Hit new viruses early and hard

Of course, many other governments may also be issuing unreliable statistics. Germany’s death rate per million citizens, though, is currently 64; and as a result, the national trauma inflicted by the disease, both emotional and economic, will be on a different scale to that being suffered here. As New Zealand’s Prime Minister Jacinda Ardern put it, the trick with novel viruses like this one is to hit them early and hard with lockdown and suppression measures, and remain relentless in tracking them down thereafter. But under the influence of a familiar transatlantic network of extreme pro-market thinkers, the British and US governments fiddled and debated for too long, through late February and early March, while the virus became widespread in their populations; and now, families and businesses across the UK are paying a heavy price in grief and destruction – too often, the heaviest price of all.

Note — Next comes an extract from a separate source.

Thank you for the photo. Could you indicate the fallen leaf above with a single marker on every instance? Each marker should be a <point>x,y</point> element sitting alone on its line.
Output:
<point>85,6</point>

That much needs to be learned from this catastrophic failure – currently taking British lives at the rate of eight or ten Grenfell disasters a day – is obvious. What is terrifying about the response here in Britain, though, is the extent to which the scale of the disaster is somehow being pushed down the news agenda, to be replaced by endless premature speculation about when lockdown might end, and by ‘morale-boosting’ news stories about how Britain is “beating the virus” by doing charitable stunts to raise funds for its cash-starved health service. It’s not that there has been no brilliant British journalism about the reality of our Covid crisis; there has, and some of it is desperately moving, as well as revealing about the failures of leadership that led us to this point.

Atmosphere of denial

When it comes to the main news bulletins on which most people rely, though, the tone is both statistically vague, and unaccountably positive; there are pitying and sometimes apocalyptic reports about the handling of coronavirus in other countries, but rarely or never the stark comparison which tells us that however bad things have been in France or Spain, the final outcome for the UK is likely to be worse. Small wonder that polls suggest millions of Britons believe Britain is not suffering so badly as those countries, and that the UK Government is doing “a good job”; it’s a big lie supported by dozens of small editorial decisions, from the endless emphasis on the back-garden fund-raising of 99-year-old Tom Moore, to the foregrounding of Second World War rhetoric which suggests that while lesser countries have gone down to defeat, Britain is somehow smiling through.

How this atmosphere of denial must feel to those brutally bereaved by this epidemic is difficult to imagine; grief denied and disrespected often turns to anger, and few would blame them if it did. What it means for the nation though, is in the end also a matter for grief and dread. Because if the UK continues to deceive itself about the extent of its Covid-19 failure, and about the deep roots of that failure in the politics of denial, delusion and fakery it has increasingly embraced over the last decade, then it has no chance of learning the positive lessons that should flow from this scarring experience. On Monday, the Sun newspaper published an already notorious front page, showing on the left an image of a minor female celebrity in a revealing red dress, on the right a headline proclaiming that the pubs might be shut until Christmas, and somewhere in between, a tiny yellow blob containing the words “596 dead, see p.4”.

That cruel front page will become one of the iconic images of the Covid epidemic of 2020, in the UK. But whether we will continue to live in the bamboozled and deluded country it reflects, or will decide - jointly or separately – to set about creating a better future, based on stronger values and clearer thinking, remains the great unanswered question of this strange time; and one which all of us, as citizens, must now gradually begin to answer.